Positional encoding is a crucial component in transformer models, which helps the model understand the position of each word in a sentence.

**Mathematical Formulation:**

For a given position *pos* and embedding dimensoin i:

$PE_{(pos,2i)}=sin(\frac{pos}{(10000^{(2i/d_{model})}}) $

$PE_{(pos,2i+1)}=cos(\frac{pos}{(10000^{(2i/d_{model})}}) $

where:

- $PE_{(pos,2i)}$ is the value of the positional encoding at position *pos* for the even dimenstion 2i.
- $PE_{(pos,2i+1)}$ is the value of the positional encoding at position *pos* for the odd dimension 2i + 1.
- $d_{model}$ is the dimension of the embedding (e.g. 512)

> **Note**: Be aware that positional embeddings should remain fixed at all times and should not be learned.

In [None]:
class PositionalEncoding(nn.Module):

    def __init__(self, d_model: int, seq_len: int, dropout: float) -> None:
        super().__init__()
        ####################################
        ##              To Do             ##
        ####################################
        self.d_model = d_model
        self.seq_len = seq_len
        self.dropout = nn.Dropout(dropout)


        position_encoding = torch.zeros(seq_len, d_model) # shape : (seq_len, d_model)


        pos = torch.arange(0, seq_len, dtype=torch.float).unsqueeze(1) # shape : (seq_len, 1)

        factor = -math.log(10000.0) / d_model
        # Using a list comprehension to build the array
        div_term_list = [math.exp(i * factor) for i in range(0, d_model, 2)]
        # Converting the list to a tensor
        div_term = torch.tensor(div_term_list, dtype=torch.float)

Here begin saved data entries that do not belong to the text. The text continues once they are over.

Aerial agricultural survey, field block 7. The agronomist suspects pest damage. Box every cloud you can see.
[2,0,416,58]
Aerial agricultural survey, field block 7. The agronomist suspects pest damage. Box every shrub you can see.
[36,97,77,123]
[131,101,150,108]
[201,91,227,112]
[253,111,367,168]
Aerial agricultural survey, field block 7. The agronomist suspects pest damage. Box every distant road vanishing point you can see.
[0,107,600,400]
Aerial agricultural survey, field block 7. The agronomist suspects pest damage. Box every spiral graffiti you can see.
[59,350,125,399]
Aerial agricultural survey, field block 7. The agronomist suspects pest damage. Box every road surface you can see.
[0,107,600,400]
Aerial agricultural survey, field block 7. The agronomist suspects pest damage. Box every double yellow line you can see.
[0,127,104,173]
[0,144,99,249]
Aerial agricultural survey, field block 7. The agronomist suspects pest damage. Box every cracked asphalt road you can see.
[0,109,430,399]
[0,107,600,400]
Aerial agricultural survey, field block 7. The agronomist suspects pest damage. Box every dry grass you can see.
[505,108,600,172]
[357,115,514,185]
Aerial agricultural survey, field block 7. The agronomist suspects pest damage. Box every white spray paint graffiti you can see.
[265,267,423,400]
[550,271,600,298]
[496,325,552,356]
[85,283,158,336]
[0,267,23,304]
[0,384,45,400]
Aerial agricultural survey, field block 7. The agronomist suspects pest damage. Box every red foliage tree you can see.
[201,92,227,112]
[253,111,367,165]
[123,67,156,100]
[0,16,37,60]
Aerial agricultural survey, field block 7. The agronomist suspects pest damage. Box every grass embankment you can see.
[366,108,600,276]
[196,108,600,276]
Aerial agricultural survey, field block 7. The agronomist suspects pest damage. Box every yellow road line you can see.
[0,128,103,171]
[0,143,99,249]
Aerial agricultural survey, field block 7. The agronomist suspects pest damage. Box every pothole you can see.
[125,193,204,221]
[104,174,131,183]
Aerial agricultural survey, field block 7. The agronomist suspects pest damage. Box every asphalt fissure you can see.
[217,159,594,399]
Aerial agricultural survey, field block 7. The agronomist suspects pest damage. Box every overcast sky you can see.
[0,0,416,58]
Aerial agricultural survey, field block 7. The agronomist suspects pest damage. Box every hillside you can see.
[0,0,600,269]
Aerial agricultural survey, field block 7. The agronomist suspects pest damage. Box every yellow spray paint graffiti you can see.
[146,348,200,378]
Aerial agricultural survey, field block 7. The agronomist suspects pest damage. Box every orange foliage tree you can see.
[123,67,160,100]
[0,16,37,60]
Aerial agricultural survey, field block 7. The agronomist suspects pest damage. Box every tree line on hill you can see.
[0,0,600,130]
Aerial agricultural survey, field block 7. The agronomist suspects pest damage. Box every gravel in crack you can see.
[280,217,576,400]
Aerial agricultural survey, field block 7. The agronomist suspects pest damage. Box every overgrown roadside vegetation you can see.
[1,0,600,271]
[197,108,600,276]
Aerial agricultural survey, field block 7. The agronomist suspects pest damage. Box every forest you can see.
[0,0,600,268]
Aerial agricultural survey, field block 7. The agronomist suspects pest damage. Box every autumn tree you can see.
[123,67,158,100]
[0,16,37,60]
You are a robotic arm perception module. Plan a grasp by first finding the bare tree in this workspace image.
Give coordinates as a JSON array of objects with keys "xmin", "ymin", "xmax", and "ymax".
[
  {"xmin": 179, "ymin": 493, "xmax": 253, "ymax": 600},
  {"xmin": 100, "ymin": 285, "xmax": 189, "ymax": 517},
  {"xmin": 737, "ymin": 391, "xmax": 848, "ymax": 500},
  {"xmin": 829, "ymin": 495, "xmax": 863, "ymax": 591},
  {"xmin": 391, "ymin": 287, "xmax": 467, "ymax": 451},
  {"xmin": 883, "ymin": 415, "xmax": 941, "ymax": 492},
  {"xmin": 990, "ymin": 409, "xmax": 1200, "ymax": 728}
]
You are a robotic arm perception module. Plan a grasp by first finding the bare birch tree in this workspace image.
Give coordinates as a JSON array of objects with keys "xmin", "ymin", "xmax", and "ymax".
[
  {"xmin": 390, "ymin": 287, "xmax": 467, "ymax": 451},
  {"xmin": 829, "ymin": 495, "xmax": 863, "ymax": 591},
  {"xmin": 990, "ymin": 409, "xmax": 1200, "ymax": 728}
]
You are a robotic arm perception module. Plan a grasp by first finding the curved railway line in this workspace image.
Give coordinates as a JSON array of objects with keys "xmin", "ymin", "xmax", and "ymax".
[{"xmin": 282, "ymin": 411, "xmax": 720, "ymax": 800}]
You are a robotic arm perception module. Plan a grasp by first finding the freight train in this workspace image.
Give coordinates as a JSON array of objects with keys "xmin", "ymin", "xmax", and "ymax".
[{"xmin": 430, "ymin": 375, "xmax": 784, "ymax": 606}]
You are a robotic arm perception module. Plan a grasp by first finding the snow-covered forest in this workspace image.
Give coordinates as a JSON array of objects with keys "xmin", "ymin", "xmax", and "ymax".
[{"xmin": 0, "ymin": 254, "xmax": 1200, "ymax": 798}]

        position_encoding[:, 0::2] = torch.sin(pos * div_term) # sin(pos * (10000 ** (2i / d_model)) for even indices

        position_encoding[:, 1::2] = torch.cos(pos * div_term) # cos(pos * (10000 ** (2i / d_model)) for odd indices

        position_encoding = position_encoding.unsqueeze(0) # (1, seq_len, d_model)

        self.register_buffer('position_encoding', position_encoding)


        ####################################
        ####################################

    def forward(self, x):
        ####################################
        ##              To Do             ##
        ####################################
        x = x + (self.position_encoding[:, :x.shape[1], :]).requires_grad_(False) # (batch, seq_len, d_model)
        return self.dropout(x)

        ####################################
        ####################################

## FeedForwardBlock Class

FeedForward is basically a fully connected layer, that transformer uses in both encoder and decoder. It consists of two linear transformations with a ReLU activation in between. This helps in adding non-linearity to the model, allowing it to learn more complex patterns.

In [None]:
class FeedForwardBlock(nn.Module):

    def __init__(self, d_model: int, d_ff: int, dropout: float) -> None:
        super().__init__()
        self.linear_1 = nn.Linear(d_model, d_ff) # w1 and b1
        self.dropout = nn.Dropout(dropout)
        self.linear_2 = nn.Linear(d_ff, d_model) # w2 and b2

    def forward(self, x):
        # (batch, seq_len, d_model) --> (batch, seq_len, d_ff) --> (batch, seq_len, d_model)
        return self.linear_2(self.dropout(torch.relu(self.linear_1(x))))

## MultiHeadAttentionBlock Class (50)

Multi-head attention is a core component of the transformer architecture, enabling the model to focus on different parts of the input sequence simultaneously. Let’s break down how multi-head attention works and why it is essential.

In [None]:
class MultiHeadAttentionBlock(nn.Module):

    def __init__(self, d_model: int, h: int, dropout: float) -> None:
        super().__init__()
        self.d_model = d_model # Embedding vector size
        self.h = h # Number of heads
        # Make sure d_model is divisible by h
        assert d_model % h == 0, "d_model is not divisible by h"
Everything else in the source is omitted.